Talk
As machine learning models become more accurate and complex, explainability remains essential. Explainability helps not just with trust and transparency but also with generating actionable insights and guiding decision-making. One way of interpreting the model outputs is using SHapley Additive exPlanations (SHAP). In this talk, I will go through the concept of Shapley values and its mathematical intuition and then walk through a few real-world examples for different ML models. Attendees will gain a practical understanding of SHAP's strengths and limitations and how to use it to explain model predictions in their projects effectively.
Basic understanding of - Tree based models - Neural Networks
This talk is for Data Scientists and Machine Learning Engineers at any level. Basic knowledge of machine learning is useful but not necessary.
Attendees will learn why explainable machine learning is important and how to use and interpret SHAP values for their model.
ML models behave as black boxes in most scenarios. The model predicts or provides a certain output, but it is very difficult to generate any actionable insights directly. This is mostly because we generally have no idea which features are contributing the most to the model's behavior internally. SHAP provides a way to explain model predictions and can be an important tool in a data scientist's toolbox.
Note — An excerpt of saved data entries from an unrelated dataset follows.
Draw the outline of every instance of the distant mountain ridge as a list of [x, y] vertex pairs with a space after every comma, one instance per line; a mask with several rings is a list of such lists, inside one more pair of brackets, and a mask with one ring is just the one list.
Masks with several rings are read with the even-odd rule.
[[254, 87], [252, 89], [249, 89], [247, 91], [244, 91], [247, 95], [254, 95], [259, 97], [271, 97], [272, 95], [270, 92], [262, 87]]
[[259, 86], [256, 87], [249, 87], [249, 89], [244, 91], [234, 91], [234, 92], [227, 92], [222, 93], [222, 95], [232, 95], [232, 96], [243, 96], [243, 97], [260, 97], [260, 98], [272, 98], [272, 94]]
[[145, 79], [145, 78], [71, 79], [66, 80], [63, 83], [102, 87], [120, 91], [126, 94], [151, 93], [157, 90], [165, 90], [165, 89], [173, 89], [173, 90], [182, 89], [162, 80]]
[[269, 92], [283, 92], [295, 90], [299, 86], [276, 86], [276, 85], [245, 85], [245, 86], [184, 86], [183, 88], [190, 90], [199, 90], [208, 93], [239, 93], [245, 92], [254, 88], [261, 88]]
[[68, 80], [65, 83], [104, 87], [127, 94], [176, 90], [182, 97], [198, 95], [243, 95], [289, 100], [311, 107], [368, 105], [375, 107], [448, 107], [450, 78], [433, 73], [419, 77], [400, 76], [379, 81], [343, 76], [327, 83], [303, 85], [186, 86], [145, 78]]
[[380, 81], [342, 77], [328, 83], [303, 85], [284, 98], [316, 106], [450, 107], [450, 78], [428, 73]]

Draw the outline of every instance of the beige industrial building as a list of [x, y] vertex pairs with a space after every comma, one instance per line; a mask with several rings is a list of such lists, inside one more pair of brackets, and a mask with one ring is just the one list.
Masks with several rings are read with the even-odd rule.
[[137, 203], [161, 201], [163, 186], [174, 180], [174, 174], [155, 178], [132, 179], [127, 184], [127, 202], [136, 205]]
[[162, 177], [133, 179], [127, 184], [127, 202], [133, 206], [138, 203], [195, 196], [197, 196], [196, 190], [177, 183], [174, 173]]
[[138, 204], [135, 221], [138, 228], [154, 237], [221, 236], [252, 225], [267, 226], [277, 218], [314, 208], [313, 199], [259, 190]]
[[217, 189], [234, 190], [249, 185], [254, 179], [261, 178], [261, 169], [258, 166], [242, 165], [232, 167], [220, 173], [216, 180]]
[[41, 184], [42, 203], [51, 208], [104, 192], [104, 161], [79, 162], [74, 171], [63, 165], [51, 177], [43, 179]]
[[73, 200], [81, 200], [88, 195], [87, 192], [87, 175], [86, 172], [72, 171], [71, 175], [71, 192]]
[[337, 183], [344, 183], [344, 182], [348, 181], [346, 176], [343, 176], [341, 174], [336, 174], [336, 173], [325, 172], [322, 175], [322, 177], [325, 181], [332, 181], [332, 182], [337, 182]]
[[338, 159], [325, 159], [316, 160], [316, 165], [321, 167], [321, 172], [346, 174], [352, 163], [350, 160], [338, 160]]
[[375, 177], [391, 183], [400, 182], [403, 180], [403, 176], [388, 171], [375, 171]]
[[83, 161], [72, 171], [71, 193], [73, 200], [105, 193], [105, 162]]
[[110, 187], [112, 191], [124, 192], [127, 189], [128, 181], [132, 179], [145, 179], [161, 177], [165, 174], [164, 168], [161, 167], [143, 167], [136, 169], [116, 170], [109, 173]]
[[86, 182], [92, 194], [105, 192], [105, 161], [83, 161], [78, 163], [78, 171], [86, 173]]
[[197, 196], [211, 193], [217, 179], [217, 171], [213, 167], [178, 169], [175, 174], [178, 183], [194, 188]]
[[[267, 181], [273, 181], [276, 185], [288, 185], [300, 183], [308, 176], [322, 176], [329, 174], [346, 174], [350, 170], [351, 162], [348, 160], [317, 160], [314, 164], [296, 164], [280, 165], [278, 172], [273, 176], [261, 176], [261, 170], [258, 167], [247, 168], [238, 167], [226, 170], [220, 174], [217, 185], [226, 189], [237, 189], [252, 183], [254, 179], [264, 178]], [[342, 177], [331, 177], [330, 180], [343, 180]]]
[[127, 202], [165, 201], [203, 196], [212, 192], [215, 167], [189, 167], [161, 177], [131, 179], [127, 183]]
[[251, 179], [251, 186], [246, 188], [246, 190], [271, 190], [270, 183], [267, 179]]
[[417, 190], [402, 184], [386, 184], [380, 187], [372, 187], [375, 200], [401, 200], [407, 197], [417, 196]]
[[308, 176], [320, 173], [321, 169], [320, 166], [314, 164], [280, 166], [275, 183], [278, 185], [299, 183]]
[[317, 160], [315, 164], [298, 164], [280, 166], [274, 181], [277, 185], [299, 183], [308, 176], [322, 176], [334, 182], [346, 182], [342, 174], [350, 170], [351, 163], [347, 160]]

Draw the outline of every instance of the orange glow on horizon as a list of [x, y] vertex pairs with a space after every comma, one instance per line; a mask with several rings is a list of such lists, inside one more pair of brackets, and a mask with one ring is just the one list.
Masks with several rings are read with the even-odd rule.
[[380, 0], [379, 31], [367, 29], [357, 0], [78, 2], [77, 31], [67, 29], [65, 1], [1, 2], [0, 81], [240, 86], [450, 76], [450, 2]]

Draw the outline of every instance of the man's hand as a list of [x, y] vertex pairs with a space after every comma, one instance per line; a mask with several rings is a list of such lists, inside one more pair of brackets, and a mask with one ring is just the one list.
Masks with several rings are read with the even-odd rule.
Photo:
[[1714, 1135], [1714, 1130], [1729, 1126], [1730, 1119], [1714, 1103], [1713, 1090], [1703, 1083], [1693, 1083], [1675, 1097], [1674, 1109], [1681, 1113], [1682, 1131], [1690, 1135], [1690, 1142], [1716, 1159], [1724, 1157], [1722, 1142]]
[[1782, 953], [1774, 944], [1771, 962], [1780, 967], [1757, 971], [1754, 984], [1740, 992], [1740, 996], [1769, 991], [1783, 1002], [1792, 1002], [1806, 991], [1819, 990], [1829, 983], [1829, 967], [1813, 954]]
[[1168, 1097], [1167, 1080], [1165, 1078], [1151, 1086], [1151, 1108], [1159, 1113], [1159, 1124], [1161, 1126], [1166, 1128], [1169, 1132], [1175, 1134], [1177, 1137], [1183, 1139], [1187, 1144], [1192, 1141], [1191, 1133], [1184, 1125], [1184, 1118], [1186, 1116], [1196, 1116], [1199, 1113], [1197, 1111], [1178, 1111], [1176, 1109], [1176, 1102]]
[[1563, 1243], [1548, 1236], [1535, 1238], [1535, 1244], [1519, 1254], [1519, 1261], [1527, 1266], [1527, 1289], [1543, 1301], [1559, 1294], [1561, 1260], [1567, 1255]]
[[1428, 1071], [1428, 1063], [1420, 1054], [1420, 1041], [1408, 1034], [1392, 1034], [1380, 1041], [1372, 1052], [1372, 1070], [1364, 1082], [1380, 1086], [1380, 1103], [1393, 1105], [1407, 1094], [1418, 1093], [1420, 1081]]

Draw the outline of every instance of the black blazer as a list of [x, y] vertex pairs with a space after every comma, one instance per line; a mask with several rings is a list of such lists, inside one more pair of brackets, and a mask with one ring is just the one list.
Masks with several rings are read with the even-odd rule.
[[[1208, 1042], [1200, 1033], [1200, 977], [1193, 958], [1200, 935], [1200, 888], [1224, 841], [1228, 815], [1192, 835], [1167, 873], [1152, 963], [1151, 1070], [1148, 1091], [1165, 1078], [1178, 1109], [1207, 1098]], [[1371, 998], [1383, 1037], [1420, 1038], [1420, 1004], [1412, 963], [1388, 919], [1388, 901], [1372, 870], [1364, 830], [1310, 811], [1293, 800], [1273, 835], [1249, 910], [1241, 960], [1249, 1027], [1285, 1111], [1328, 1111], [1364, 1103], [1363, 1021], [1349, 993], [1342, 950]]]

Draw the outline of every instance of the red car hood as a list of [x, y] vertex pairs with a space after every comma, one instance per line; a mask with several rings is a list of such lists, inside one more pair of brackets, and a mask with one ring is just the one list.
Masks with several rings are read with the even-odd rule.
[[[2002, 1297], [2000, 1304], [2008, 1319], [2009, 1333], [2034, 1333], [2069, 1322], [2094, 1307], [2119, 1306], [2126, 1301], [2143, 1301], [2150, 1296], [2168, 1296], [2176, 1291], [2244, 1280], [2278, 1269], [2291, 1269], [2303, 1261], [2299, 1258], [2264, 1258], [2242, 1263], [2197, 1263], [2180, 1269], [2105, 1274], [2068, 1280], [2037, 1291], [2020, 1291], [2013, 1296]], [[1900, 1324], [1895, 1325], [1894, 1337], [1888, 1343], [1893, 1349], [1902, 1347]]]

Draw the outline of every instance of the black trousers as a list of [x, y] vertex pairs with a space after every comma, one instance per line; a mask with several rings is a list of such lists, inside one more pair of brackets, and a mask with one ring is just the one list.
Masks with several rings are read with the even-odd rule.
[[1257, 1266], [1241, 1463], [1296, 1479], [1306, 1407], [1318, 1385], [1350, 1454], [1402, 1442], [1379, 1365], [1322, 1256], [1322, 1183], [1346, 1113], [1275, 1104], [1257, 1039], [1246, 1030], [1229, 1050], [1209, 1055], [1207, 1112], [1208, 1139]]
In this talk, we will begin by explaining to the audience the need for explainability and why it is essential to understand beyond what the model outputs. We will then briefly review the mathematical intuition behind Shapley values and their origins in game theory. After that, we will walk through a couple of case studies of tree-based and neural network-based models. We will be focusing on the interpretation of SHAP through various plots. Finally, we will discuss the best practices for interpreting SHAP visualizations, handling large datasets, and common pitfalls to avoid.
Staff Data Scientist
Avik Basu is a Staff Data Scientist passionate about building intelligent, scalable systems that blend research with practical impact. With extensive experience in time series modeling, anomaly detection, and explainable AI, he focuses on making machine learning robust, interpretable, and production-ready. Avik is a frequent speaker at conferences like PyCascades, PyData and KubeCon, where he shares insights on topics such as reproducible ML workflows, ML-driven observability, etc. He is also an active contributor to the open-source ecosystem, serving as a maintainer of the real-time data processing framework Numaflow and a reviewer for scientific Python projects. Outside of work, he explores the intersection of machine learning, personal finance, and open-source tools, aiming to build software that is accessible, self-hostable, and privacy-focused. He is driven by a strong belief in community, transparency, and empowering others through education and mentorship.